I like to refer to Angel Investors as Compassionate Capitalists. “Compassionate” because they have figured out that even though they can lose all their money, by providing investment capital to an entrepreneur with passion and purpose to see his or her company succeed, they are providing a hand up, not a hand out, that will fuel the economy by creating jobs and potentially whole markets by bringing innovation to the market. “Capitalists” because they aren’t donating to a charity, they are investing in a risky venture that banks won’t loan to and venture capitalist won’t even look at, with the intent of creating a big return on their investment. High net worth men and women become angel investors to create great wealth, never with the intent to lose money.

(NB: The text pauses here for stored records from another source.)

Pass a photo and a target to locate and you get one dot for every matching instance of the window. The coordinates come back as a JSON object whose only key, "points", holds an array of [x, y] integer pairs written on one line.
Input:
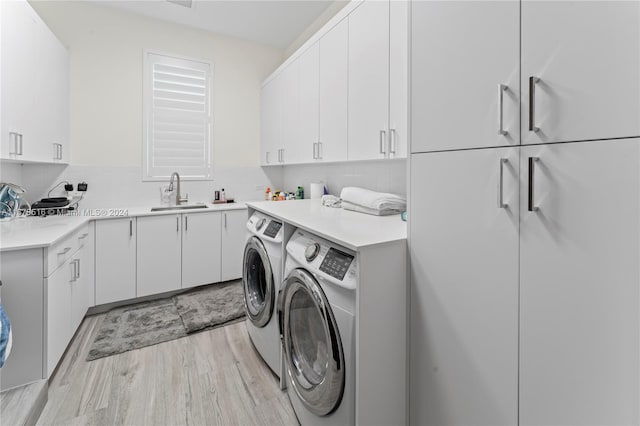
{"points": [[177, 118]]}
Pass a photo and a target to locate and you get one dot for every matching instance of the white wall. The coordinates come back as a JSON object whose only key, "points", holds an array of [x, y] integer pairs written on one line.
{"points": [[106, 57], [383, 176]]}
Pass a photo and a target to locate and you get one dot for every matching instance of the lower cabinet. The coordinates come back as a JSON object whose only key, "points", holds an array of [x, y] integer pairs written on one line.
{"points": [[158, 254], [115, 273], [525, 285], [234, 236], [201, 248]]}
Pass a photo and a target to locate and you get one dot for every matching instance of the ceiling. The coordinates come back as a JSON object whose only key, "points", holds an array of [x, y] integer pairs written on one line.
{"points": [[275, 23]]}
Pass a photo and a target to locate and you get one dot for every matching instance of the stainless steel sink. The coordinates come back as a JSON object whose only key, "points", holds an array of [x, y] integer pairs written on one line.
{"points": [[183, 207]]}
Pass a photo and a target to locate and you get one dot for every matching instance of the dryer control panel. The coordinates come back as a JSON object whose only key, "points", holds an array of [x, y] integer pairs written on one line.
{"points": [[336, 263]]}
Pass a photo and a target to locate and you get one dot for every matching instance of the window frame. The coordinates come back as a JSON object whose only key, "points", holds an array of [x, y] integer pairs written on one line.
{"points": [[147, 100]]}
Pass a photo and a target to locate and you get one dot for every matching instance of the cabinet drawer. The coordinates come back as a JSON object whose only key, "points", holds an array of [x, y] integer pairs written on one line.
{"points": [[63, 250]]}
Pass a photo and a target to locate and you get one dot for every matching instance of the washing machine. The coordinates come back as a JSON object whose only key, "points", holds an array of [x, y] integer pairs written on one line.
{"points": [[317, 306], [261, 276]]}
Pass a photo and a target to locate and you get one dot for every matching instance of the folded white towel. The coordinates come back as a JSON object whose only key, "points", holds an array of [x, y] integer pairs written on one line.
{"points": [[380, 201], [356, 208]]}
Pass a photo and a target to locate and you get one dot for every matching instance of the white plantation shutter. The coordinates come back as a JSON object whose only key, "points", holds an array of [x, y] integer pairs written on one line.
{"points": [[177, 118]]}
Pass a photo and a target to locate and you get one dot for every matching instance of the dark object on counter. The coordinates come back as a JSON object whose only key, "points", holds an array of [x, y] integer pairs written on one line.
{"points": [[50, 206]]}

Angels are wealthy individuals who provide seed capital and growth capital to companies in the start up and early stage of their company’s life cycle. Their capital can be offered in exchange for equity in the company or as some specialized form of debt facility. Investing in this stage of company is the most risky, but it can also be the most rewarding. Rewards come not just from the financial returns, but also from experiencing the purest form of capitalism…bringing value to the market by supplying a product or service to satisfy a market demand. There is a definite sense of pride and accomplishment from being able to say you were an early investor in a block buster like Microsoft or Starbucks, and surprisingly, there is little regret from the early stage investors in the near misses like WebVAN and PETS.com because they got their sizable returns when those companies went public. It was the investors that followed the advice of their stock broker or financial planner to invest when those companies went public that saw a decline in the value of their investment because they bought at “retail” hoping that the value would increase over time. Angel investors buy stock when the company is still private, and reap their rewards when the company then sells that stock to another buyer or to the public stock market. They learned early in life that profit is made when buying at wholesale and selling at retail. That is how it works for the wise angel investor.

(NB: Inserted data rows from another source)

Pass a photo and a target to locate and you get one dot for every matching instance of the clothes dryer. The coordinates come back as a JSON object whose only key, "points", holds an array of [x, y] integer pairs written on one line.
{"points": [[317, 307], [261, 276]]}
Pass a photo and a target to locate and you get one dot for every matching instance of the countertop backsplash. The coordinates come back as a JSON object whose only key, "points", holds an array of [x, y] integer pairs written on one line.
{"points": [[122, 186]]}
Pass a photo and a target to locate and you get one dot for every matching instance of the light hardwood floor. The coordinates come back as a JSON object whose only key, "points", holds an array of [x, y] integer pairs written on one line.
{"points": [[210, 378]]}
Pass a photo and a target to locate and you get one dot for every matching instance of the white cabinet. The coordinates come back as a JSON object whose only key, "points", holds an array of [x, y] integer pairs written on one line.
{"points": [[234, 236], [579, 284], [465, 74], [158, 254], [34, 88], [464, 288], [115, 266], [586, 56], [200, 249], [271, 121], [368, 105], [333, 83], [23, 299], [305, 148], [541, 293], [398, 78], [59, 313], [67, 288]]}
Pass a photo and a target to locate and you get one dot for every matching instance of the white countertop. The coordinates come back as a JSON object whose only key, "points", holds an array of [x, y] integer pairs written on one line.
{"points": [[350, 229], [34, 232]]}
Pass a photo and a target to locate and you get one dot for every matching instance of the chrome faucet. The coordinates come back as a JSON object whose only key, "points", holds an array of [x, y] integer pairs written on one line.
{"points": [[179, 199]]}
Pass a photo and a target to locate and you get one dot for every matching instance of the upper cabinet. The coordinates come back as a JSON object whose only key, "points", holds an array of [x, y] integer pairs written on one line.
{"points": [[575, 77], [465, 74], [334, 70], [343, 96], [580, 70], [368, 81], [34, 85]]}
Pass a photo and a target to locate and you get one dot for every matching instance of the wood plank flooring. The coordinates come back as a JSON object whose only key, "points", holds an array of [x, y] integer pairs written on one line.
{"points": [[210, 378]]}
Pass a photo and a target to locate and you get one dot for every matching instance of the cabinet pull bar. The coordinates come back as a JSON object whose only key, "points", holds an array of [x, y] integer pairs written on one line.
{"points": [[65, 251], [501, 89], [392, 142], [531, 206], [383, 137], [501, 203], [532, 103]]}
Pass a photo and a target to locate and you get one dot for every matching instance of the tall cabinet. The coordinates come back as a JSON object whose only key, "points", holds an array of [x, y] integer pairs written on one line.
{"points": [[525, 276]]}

Investing or buying Private Equity of early stage companies is one of the secrets the wealthy use to create more wealth. As Robert Kiyosaki wrote in his best seller book, Rich Dad’s Retire Young, Retire Rich on page 127:

“the rich invest in shares of a company when the company is still a private company”.

To become a successful angel investor, it is important that individuals learn how to identify and screen opportunities for early stage private equity investing. In the eBook Series “How to Be an Angel Investor”, investors are taught how to take what they know from investing in public stocks and real estate and apply to making investment decisions about private equity investments.  You can subscribe to free excerpts of those books by going to this web page:  How To Be an Angel Investor

A survey of active angel investors revealed a startling and little known fact.   Most angel investors learn how to be angel investors by losing their investments….learn by doing and losing!  Oops won’t do that again. Investors can take classes on real estate investment and stock market investment, but rarely is there a class on angel investment.  Some new investors are fortunate if they have a mentor that will lead the way or if they are near an angel group that they can join to provide an environment to identify, vet, and co-invest with.  Many more potential investors are not located in an area where there is an angel investor group or they don’t want to be tied down to the commitments of a group.   The Center for Venture Research of New Hampshire University found in their survey of angel groups, 66% of the angel investors that could invest, didn’t.   They were called “latent” investors.  Here they are, part of an angel group, with full intentions of making investments into early stage and start up companies, but don’t actually stroke the check.  Why? It doesn’t make any sense until you learn that they hesitate because they are unfamiliar with the process.  Buying a public stock is easy….just call your broker, or go online and point and click.  Buying private stock involves signing paperwork; not really sure what you actually bought; how to measure the growth in value; when do you get to sell; do you get a piece of paper like a stock certificate for your $30,000???? and so on.   Even though broker/dealers are the ones authorized to sell private stock, most don’t because their costs to the companies are prohibitive for a pre-revenue company, and they discourage their wealthy clients from making those types of investments because of the fear of the SEC slapping them with a “selling away” charge and yanking their license.   What is a millionaire to do?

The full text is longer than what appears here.